Efficient parallel CP decomposition with pairwise perturbation and multi-sweep dimension tree

CP tensor decomposition with alternating least squares (ALS) is dominated in cost by the matricized-tensor times Khatri-Rao product (MTTKRP) kernel that is necessary to set up the quadratic optimization subproblems. State-of-art parallel ALS implementations use dimension trees to avoid redundant computations across MTTKRPs within each ALS sweep. In this paper, we propose two new parallel algorithms to accelerate CP-ALS. We introduce the multi-sweep dimension tree (MSDT) algorithm, which requires the contraction between an order N input tensor and the first-contracted input matrix once every (N-1)/N sweeps. This algorithm reduces the leading order computational cost by a factor of 2(N-1)/N relative to the best previously known approach.

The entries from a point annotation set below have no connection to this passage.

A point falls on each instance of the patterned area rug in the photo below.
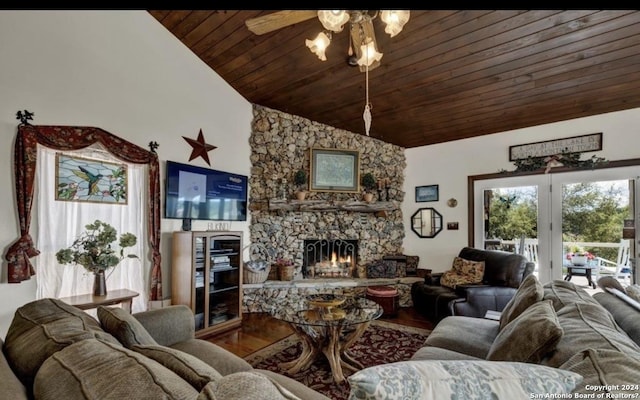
(383, 342)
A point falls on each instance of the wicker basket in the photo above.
(285, 272)
(257, 253)
(255, 277)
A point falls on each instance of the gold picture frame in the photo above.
(90, 180)
(334, 170)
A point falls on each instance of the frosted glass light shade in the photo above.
(319, 45)
(369, 54)
(395, 20)
(333, 20)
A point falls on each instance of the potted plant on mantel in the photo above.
(369, 183)
(300, 180)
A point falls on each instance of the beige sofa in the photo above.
(55, 351)
(551, 338)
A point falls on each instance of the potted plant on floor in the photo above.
(300, 180)
(369, 184)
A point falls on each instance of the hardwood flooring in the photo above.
(259, 330)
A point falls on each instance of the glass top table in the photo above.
(328, 328)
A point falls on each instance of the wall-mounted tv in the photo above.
(204, 194)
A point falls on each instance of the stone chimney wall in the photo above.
(280, 144)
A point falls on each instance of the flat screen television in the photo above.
(204, 194)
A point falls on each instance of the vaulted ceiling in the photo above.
(449, 75)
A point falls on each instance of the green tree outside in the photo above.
(591, 212)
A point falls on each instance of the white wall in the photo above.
(449, 164)
(121, 71)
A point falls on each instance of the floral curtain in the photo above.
(73, 138)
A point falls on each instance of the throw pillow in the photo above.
(459, 379)
(191, 369)
(633, 291)
(245, 385)
(529, 337)
(463, 272)
(124, 326)
(529, 292)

In addition, we introduce a more communication-efficient approach to parallelizing an approximate CP-ALS algorithm, pairwise perturbation. This technique uses perturbative corrections to the subproblems rather than recomputing the contractions, and asymptotically accelerates ALS. Our benchmark results show that the per-sweep time achieves 1.25X speed-up for MSDT and 1.94X speed-up for pairwise perturbation compared to the state-of-art dimension trees running on 1024 processors on the Stampede2 supercomputer.